Abstract. We consider the problem of repeatedly solving a variant of the same dynamic programming problem in successive trials. An instance of the type of problems we consider is to find a good binary search tree in a changing environment. At the beginning of each trial, the learner probabilistically chooses a tree with the n keys at the internal nodes and the n + 1 gaps between keys at the leaves. The learner is then told the frequencies of the keys and gaps and is charged by the average search cost for the chosen tree. The problem is online because the frequencies can change between trials. The goal is to develop algorithms with the property that their total average search cost (loss) in all trials is close to the total loss of the best tree chosen in hindsight for all trials. The challenge, of course, is that the algorithm has to deal with exponential number of trees. We develop a general methodology for tackling such problems for a wide class of dynamic programming algorithms. Our framework allows us to extend online learning algorithms like Hedge and Component Hedge to a significantly wider class of combinatorial objects than was possible before.

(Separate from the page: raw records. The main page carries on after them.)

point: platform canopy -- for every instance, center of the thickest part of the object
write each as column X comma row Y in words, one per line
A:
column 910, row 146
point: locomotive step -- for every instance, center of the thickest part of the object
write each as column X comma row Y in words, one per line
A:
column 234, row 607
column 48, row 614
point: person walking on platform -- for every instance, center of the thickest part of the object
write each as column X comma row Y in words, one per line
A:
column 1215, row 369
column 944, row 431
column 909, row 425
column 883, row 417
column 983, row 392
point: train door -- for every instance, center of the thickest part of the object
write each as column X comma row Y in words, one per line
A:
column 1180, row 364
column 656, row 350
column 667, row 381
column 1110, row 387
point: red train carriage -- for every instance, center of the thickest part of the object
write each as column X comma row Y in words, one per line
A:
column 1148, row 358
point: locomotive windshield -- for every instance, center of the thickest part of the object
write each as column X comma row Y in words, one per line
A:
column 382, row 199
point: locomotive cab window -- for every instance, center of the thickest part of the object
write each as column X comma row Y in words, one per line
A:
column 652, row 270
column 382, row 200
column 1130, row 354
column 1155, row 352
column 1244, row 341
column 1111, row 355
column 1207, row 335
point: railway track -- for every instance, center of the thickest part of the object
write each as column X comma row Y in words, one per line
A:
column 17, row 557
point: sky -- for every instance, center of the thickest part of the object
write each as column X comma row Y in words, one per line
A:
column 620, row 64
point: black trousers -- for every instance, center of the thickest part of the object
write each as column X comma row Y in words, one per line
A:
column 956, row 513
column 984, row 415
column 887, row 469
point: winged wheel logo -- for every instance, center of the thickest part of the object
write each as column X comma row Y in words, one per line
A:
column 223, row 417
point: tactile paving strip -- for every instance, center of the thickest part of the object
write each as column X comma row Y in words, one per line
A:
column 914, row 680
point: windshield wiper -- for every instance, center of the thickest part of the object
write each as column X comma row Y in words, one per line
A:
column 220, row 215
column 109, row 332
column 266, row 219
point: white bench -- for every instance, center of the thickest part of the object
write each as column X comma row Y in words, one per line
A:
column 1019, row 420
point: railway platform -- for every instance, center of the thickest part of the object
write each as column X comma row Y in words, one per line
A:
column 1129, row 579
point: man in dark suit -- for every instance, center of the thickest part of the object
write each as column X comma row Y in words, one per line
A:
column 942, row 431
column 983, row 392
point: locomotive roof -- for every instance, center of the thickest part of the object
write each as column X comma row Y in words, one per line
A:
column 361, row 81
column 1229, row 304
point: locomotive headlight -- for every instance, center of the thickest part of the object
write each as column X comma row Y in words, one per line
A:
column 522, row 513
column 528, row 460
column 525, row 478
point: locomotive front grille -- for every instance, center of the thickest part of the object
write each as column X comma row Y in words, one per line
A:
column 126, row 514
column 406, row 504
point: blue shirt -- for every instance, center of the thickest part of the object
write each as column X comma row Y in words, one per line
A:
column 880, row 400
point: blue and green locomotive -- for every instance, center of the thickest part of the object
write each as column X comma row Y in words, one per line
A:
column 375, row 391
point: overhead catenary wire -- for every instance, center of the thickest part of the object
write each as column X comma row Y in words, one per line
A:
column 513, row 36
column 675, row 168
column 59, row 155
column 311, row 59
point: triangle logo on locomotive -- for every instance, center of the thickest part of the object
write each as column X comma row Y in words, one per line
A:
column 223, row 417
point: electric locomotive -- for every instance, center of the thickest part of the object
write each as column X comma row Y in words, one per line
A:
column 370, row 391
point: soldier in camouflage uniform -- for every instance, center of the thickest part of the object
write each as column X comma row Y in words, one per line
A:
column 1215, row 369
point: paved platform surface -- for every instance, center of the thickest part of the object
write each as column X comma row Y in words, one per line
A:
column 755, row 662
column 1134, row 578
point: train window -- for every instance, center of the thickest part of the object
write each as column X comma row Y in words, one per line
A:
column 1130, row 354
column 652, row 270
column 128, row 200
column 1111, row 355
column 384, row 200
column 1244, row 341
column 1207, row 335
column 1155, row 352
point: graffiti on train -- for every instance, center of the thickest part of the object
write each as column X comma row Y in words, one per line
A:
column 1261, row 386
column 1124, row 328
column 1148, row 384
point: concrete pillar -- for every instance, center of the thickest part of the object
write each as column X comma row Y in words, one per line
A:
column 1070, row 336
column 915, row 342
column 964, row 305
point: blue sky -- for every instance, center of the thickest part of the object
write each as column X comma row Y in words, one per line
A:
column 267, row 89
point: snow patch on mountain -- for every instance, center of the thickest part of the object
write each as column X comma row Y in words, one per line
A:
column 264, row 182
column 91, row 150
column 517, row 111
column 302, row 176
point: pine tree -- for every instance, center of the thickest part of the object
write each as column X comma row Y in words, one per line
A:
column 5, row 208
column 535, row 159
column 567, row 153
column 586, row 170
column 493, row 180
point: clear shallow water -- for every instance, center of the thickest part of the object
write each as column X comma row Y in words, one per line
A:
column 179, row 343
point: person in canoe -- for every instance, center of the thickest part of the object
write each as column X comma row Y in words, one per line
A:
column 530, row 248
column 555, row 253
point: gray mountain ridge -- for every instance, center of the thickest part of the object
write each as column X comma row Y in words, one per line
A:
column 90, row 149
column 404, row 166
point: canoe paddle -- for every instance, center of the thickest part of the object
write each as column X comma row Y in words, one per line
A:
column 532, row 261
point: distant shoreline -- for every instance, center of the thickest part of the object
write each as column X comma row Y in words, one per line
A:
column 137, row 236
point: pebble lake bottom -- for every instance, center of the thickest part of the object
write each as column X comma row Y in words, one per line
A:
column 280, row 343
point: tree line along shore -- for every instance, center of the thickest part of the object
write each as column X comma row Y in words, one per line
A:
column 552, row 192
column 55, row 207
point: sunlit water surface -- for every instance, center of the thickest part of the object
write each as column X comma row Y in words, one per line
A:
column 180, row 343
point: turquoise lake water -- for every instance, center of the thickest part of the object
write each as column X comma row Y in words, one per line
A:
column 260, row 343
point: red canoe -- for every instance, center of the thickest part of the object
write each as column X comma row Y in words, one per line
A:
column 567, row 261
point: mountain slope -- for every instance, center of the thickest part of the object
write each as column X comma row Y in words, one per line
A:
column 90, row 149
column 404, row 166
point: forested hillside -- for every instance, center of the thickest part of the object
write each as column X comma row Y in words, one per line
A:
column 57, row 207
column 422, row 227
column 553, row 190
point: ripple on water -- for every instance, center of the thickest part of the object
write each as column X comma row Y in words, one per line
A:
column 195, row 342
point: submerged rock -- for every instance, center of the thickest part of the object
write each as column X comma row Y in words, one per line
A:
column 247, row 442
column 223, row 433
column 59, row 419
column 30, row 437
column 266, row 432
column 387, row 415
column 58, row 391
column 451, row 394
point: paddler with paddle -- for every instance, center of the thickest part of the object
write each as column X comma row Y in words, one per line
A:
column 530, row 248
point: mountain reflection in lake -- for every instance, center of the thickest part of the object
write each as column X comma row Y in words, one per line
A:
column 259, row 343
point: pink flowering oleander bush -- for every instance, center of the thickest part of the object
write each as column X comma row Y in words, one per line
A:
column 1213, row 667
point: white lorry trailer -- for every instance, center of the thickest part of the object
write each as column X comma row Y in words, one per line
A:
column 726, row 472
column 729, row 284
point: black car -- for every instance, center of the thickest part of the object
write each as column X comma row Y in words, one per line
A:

Deep Embedding Forest: Forest-based Serving with Deep Embedding Features

Conference paper
Jie Zhu, Ying Shan, JC Mao, Dong Yu, Holakou Rahmanian, Yi Zhang
KDD '17: Proceedings of the 23rd ACM SIGKDD International Conference on Knowledge Discovery and Data Mining, August 2017, Pages 1703–1711
Publication year: 2017

Abstract. Deep Neural Networks (DNN) have demonstrated superior ability to extract high level embedding vectors from low level features. Despite the success, the serving time is still the bottleneck due to expensive run-time computation of multiple layers of dense matrices. GPGPU, FPGA, or ASIC-based serving systems require additional hardware that are not in the mainstream design of most commercial applications. In contrast, tree or forest-based models are widely adopted because of low serving cost, but heavily depend on carefully engineered features. This work proposes a Deep Embedding Forest model that benefits from the best of both worlds. The model consists of a number of embedding layers and a forest/tree layer. The former maps high dimensional (hundreds of thousands to millions) and heterogeneous low-level features to the lower dimensional (thousands) vectors, and the latter ensures fast serving. Built on top of a representative DNN model called Deep Crossing, and two forest/tree-based models including XGBoost and LightGBM, a two-step Deep Embedding Forest algorithm is demonstrated to achieve on-par or slightly better performance as compared with the DNN counterpart, with only a fraction of serving time on conventional hardware. After comparing with a joint optimization algorithm called partial fuzzification, also proposed in this paper, it is concluded that the two-step Deep Embedding Forest has achieved near optimal performance. Experiments based on large scale data sets (up to 1 billion samples) from a major sponsored search engine proves the efficacy of the proposed model.